Geopolitical backdrop and economic toll
The original 2015 Iran nuclear deal — known as the Joint Comprehensive Plan of Action — collapsed in 2018 when Trump withdrew US support and reimposed sanctions. Since then, Iran’s economy has suffered under the strain of isolation, inflation, and a currency crisis.
Recent military and political losses have compounded Tehran’s difficulties. The fall of the Assad regime in Syria — long Iran’s key regional ally — and the decimation of Hezbollah’s senior ranks by Israel have weakened its strategic position. Reports suggest senior Iranian officials lobbied hard to shift Supreme Leader Khamenei’s stance on negotiating with the US, arguing that diplomacy is now essential to regime survival.

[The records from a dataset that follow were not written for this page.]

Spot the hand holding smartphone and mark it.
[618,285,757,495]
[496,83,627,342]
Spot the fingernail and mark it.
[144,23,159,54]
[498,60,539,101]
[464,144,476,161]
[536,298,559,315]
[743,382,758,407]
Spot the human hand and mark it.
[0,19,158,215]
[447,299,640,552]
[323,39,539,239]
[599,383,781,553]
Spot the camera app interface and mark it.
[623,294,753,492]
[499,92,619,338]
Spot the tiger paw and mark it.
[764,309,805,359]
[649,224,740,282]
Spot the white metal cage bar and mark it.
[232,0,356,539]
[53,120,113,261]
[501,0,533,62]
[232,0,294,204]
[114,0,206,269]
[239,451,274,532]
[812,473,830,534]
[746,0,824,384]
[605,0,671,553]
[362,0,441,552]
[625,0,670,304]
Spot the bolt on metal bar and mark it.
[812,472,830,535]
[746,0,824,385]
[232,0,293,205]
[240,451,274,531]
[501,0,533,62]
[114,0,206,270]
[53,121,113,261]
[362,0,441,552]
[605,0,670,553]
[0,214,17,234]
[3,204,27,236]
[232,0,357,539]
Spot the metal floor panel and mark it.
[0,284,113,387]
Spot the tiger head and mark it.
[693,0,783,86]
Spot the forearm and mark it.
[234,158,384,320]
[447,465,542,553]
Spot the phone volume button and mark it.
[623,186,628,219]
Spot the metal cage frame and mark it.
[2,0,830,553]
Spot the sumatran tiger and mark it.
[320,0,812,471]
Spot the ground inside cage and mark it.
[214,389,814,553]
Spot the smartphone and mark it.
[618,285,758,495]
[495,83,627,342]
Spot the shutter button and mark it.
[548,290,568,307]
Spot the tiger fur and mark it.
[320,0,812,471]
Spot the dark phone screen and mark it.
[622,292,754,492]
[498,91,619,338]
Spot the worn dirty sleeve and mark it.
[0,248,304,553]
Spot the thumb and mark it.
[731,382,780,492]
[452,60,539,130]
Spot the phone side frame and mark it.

Iran, OPEC’s third-largest producer, currently pumps around 3 million barrels per day, or roughly 3% of global output. Sanctions relief would dramatically increase that figure, potentially tipping oil markets into oversupply by late 2025.
Market reaction and broader economic signals
The decline in oil prices dragged energy stocks lower and rippled across other markets. Oil and gas shares in Europe fell nearly 2%, while government bonds of producers like Angola and Nigeria also took a hit. The US dollar and bond yields dipped slightly in response.
Brent crude has averaged just above US$63 a barrel so far in May — the lowest monthly average since 2021. Prices have fallen about 14% year-to-date, driven by trade uncertainty, weaker demand, and faster-than-expected OPEC+ output.
According to the International Energy Agency (IEA), oil demand growth is expected to slow further in the second half of the year as global trade headwinds build. “We’re seeing clear signs that the global economy is slowing and oil demand growth is slowing,” said Toril Bosoni, head of the IEA’s oil markets division.
Still, a final deal between the US and Iran remains uncertain. The date and location for the next round of talks have yet to be confirmed. For now, the mere prospect of a deal — and the potential flood of new supply it could bring — is enough to unsettle oil markets already grappling with a delicate balance.